Validation with context. Each output guardrail check sends the full accumulated text, not just the latest batch. This helps catch content whose risk only becomes clear when multiple chunks are read together.

Minimal latency impact. Input validation adds one moderation call before inference. Output validation adds roughly one call per 200 characters of text and reasoning output, plus a final check for any remaining buffered content.

Guardrails are opt-in. When guardrails is not set, no moderation checks are performed, and streaming events flow directly to the client.

Configuration belongs on the server. The choice of moderation service is an infrastructure decision, not an application decision. Platform administrators set moderation_endpoint once; application developers just pass guardrails: True.

What was removed and why

The previous guardrails implementation was built on top of a full Safety API subsystem: protocol definitions, routing tables, a shield registry, seven safety providers (Llama Guard, Prompt Guard, Code Scanner, Bedrock, NVIDIA, SambaNova, Passthrough), and a standalone /v1/moderations proxy endpoint.

All of that has been removed. The standalone /v1/moderations endpoint added a network hop for zero value — clients already know how to call moderation services directly. The provider abstraction existed to support that proxy, but the only server-side value is guardrails during generation, where the orchestrator needs to run moderation checks mid-stream. That is now a direct HTTP call from the responses provider.

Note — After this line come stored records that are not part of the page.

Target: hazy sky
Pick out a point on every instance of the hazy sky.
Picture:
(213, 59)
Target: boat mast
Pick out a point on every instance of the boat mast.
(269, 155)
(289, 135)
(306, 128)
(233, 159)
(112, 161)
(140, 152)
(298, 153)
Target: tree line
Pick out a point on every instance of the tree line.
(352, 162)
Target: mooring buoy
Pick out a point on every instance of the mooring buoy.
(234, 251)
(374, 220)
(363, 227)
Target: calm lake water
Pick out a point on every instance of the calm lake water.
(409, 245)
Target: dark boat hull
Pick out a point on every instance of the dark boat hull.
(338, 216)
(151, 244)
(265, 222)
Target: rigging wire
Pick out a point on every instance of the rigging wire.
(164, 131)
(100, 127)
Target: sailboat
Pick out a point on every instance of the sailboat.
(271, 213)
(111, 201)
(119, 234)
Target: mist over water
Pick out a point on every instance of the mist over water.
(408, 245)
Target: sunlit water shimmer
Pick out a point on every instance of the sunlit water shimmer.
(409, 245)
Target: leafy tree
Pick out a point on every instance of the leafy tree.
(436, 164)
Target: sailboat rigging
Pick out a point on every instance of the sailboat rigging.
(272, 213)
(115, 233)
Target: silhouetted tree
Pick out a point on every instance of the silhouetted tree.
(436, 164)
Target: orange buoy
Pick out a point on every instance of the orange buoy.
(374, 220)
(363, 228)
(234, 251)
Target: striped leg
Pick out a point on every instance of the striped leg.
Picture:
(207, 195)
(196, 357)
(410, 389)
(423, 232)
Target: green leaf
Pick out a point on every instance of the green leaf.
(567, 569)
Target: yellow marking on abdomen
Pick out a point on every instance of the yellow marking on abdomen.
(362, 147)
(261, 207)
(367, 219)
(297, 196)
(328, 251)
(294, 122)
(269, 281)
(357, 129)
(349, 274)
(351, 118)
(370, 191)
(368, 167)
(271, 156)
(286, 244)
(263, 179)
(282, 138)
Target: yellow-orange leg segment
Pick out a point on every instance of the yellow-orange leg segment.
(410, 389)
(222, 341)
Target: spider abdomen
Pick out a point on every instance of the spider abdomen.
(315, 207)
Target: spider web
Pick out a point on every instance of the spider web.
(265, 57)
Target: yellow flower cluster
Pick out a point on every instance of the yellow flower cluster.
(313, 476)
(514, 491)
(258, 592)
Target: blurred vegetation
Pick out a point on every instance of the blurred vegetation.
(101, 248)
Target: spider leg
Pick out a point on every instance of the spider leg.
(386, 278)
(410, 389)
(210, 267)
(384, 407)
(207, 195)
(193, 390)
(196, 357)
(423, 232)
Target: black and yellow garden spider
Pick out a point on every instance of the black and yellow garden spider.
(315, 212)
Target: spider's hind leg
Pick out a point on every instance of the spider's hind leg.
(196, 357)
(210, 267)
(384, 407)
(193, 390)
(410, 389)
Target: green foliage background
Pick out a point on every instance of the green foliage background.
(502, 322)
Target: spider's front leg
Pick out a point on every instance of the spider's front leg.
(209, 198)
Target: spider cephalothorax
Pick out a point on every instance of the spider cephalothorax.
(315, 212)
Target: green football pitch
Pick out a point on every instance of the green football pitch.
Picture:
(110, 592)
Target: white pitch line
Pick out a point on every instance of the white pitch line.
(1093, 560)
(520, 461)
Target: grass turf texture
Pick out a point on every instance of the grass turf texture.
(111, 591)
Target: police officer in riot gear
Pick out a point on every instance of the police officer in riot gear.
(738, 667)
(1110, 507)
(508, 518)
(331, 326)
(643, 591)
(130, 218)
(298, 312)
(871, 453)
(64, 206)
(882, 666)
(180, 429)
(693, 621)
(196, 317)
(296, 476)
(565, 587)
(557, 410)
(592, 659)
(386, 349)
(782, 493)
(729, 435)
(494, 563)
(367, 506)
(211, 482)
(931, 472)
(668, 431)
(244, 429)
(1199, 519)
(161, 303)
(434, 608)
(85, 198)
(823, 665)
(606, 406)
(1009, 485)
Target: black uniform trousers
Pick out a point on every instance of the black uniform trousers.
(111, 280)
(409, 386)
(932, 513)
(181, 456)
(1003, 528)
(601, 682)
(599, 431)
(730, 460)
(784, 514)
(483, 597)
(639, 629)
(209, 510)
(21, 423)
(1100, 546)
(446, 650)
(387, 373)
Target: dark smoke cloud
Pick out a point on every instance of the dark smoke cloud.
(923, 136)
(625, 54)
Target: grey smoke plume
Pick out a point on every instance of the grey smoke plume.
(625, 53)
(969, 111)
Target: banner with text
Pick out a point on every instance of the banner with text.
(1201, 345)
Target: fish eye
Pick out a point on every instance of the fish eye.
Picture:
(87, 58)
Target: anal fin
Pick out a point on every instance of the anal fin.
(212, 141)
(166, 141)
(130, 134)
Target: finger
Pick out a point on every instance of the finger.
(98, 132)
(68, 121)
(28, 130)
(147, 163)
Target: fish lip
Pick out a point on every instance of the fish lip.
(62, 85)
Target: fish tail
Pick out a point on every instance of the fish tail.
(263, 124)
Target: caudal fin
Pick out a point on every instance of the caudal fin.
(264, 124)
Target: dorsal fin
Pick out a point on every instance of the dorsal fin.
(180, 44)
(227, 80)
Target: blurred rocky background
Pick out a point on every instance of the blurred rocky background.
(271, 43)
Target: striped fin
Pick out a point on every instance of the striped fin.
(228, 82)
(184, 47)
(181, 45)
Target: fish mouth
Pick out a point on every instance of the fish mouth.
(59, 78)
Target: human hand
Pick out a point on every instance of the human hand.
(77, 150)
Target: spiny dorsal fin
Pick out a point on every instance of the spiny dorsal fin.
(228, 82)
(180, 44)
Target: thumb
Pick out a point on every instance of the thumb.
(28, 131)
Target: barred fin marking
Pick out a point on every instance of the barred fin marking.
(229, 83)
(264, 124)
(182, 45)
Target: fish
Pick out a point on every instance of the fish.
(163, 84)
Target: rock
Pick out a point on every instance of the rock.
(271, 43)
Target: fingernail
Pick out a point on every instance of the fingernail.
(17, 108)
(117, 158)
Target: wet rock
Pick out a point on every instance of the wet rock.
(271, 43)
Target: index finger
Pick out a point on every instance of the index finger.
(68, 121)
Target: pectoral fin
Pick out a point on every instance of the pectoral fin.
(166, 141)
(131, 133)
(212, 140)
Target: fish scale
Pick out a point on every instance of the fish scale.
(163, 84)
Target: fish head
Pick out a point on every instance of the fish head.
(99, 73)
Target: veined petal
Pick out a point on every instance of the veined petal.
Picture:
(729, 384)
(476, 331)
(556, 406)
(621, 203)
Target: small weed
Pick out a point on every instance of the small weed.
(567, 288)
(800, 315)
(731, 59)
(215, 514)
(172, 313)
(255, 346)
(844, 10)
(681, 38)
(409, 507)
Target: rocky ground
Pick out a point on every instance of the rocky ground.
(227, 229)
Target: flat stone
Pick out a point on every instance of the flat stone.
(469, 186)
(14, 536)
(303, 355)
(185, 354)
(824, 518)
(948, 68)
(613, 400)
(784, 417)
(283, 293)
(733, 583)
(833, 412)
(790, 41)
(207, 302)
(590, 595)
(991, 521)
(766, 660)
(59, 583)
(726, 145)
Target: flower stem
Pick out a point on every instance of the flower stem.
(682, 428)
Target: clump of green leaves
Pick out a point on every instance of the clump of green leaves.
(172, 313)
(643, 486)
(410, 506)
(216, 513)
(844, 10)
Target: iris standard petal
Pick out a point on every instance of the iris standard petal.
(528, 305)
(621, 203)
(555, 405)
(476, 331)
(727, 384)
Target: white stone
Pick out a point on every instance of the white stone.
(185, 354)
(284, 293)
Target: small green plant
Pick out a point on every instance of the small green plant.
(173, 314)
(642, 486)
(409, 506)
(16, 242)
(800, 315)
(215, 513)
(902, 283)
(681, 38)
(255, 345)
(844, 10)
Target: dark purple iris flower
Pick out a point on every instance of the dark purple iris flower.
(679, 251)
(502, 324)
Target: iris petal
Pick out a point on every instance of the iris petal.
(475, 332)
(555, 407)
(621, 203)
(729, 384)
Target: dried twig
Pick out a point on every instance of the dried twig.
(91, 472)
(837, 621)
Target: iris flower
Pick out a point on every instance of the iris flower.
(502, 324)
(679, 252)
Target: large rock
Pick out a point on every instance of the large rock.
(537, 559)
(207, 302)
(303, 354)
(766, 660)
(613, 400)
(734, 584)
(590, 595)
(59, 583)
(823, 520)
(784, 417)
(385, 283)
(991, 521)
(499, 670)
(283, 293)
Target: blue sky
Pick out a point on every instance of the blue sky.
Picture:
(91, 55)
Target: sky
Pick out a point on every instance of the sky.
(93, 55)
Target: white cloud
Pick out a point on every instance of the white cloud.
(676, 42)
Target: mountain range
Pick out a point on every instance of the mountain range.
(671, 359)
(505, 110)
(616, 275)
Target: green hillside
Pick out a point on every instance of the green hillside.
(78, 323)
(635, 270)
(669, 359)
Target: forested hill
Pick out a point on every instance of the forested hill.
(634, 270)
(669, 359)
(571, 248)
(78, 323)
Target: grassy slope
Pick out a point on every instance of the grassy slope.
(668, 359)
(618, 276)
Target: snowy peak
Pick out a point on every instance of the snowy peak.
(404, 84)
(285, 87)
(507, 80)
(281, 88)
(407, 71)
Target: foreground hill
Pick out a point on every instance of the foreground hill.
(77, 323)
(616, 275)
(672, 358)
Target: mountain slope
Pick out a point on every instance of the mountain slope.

The result is less code, fewer moving parts, and a clearer contract: one endpoint, optional server-side headers, one HTTP call per check, and one boolean flag on the request.

Try it

If you are running OGX, you can add guardrails to any existing Responses API call:

response = client.responses.create(
model="openai/gpt-4o-mini",
input="Your prompt here",
tools=[{"type": "web_search_preview"}],
extra_body={"guardrails": True},
)

Guardrails work inside the same Responses API loop that handles streaming, tool calling, MCP, file search, multi-turn conversations, and reasoning models. Text and reasoning content pass through the same moderation path regardless of which features the response uses.

For more details on the implementation, see the source in streaming.py and utils.py.